Jesus passed through towns and villages, teaching as he went and making his way to Jerusalem. Someone asked him, "Lord, will only a few people be saved?" He answered them, "Strive to enter through the narrow gate, for many, I tell you, will attempt to enter but will not be strong enough. After the master of the house has arisen and locked the door, then will you stand outside knocking and saying, 'Lord, open the door for us.' He will say to you in reply, 'I do not know where you are from.' And you will say, 'We ate and drank in your company and you taught in our streets.' Then he will say to you, 'I do not know where you are from. Depart from me, all you evildoers!' And there will be wailing and grinding of teeth when you see Abraham, Isaac, and Jacob and all the prophets in the Kingdom of God and you yourselves cast out. And people will come from the east and the west and from the north and the south and will recline at table in the Kingdom of God. For behold, some are last who will be first, and some are first who will be last."
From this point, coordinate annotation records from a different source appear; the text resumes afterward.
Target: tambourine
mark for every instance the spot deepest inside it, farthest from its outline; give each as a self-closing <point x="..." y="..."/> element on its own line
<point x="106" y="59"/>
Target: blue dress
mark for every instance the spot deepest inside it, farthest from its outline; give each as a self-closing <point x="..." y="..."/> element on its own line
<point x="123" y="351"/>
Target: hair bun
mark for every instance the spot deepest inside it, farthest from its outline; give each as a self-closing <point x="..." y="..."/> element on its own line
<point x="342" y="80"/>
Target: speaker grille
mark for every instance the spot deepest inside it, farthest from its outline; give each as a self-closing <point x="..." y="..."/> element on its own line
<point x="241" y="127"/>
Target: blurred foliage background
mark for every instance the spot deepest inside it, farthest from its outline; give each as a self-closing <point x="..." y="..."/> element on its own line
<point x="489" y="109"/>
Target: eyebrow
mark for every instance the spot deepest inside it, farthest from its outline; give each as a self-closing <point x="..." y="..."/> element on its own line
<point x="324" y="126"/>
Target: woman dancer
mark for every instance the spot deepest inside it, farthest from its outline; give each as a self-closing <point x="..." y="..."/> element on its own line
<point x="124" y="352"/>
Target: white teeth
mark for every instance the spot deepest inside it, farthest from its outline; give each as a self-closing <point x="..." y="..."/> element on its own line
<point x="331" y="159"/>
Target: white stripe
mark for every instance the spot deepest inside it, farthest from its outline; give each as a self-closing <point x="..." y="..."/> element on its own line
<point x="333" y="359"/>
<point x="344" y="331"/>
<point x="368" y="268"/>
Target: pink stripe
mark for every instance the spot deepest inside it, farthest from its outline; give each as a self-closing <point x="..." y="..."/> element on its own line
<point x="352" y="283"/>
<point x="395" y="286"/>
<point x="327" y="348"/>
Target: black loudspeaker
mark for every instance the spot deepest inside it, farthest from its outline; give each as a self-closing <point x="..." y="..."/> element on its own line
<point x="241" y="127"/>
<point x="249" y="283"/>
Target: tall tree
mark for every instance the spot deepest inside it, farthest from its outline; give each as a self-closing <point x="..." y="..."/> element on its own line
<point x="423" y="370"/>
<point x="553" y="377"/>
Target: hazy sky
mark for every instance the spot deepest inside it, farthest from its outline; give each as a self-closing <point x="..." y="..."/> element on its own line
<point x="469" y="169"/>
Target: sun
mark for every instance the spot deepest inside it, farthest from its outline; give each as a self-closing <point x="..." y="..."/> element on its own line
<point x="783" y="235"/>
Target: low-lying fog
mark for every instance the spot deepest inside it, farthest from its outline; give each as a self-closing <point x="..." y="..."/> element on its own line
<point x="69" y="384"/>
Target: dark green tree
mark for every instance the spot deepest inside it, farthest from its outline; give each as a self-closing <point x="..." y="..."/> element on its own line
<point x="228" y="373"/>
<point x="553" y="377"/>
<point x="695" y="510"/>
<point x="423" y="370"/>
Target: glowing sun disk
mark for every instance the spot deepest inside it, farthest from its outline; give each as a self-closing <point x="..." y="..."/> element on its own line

This is one of these Gospel passages which - I am convinced - makes everyone pensive who takes the time to listen. Its final character is loaded with such severity and destiny. Jesus’ message of today is as serious as they come.
Our Lord describes the scene of the end of our time with words like door and house. He depicts our relationship with God as a dialogue between us and Him about whether we know each other. Rejection and departure and wailing are mentioned. If you consider all that, you cannot but wish to be among those people who make it through the gate. You hate the idea of being locked out from what, evidently, is the better option. You want to enter into God’s house.
Why? Because you have tasted true happiness and cannot get enough of it. Go through the inner collection of your happiest memories. Do you realize how much these experiences influence you? Happiness is like a drug that you try once and, henceforth, going back to the ecstasy it brought you becomes the ultimate objective in life. Looking through your memories, some happy experiences may actually have turned out to be as delusional as a drug. But I challenge you to keep looking. There are plenty of true moments of happiness; the kind of happiness which is the exact opposite of a drug because it is real; true ecstasy of true life.
If you have identified experiences of true happiness in your life, the aforementioned objective to regain that ecstasy is nothing else but your desire to go to heaven; your strive to enter into God’s house at the end of your time. You want to go to heaven because you have tasted happiness. On your way there, you will get more tastes of the ultimate ecstasy. But the way is not the goal and, as long as you have not yet arrived, you will find yourself still distant from the gate, lacking the happiness you desire, striving and not yet thriving altogether. This tension between being happy, wanting to be more happy, and finding stretches of unhappiness on the way to the final gate of happiness: it fills our lives.
Jesus was himself on His way to Jerusalem when He taught this. He knew what the “narrow gate” meant for Him. He know how likely it is for our weak humanity to not be “strong enough.” If we have tasted God’s glory, that experience of happiness will keep us going. Jesus was full of that experience, and His strides towards Jerusalem were motivated by that glory and by His desire to see us happy. If your desire for happiness becomes so strong that, from time to time, it tips your inner scale towards melancholy about the fact that you are not yet that happy, fall in behind Jesus on His way to Jerusalem. Hold on to Him and keep moving out of love for God and the desire to see others happy. In His slipstream, your desire for happiness will merge with the wish to see others happy.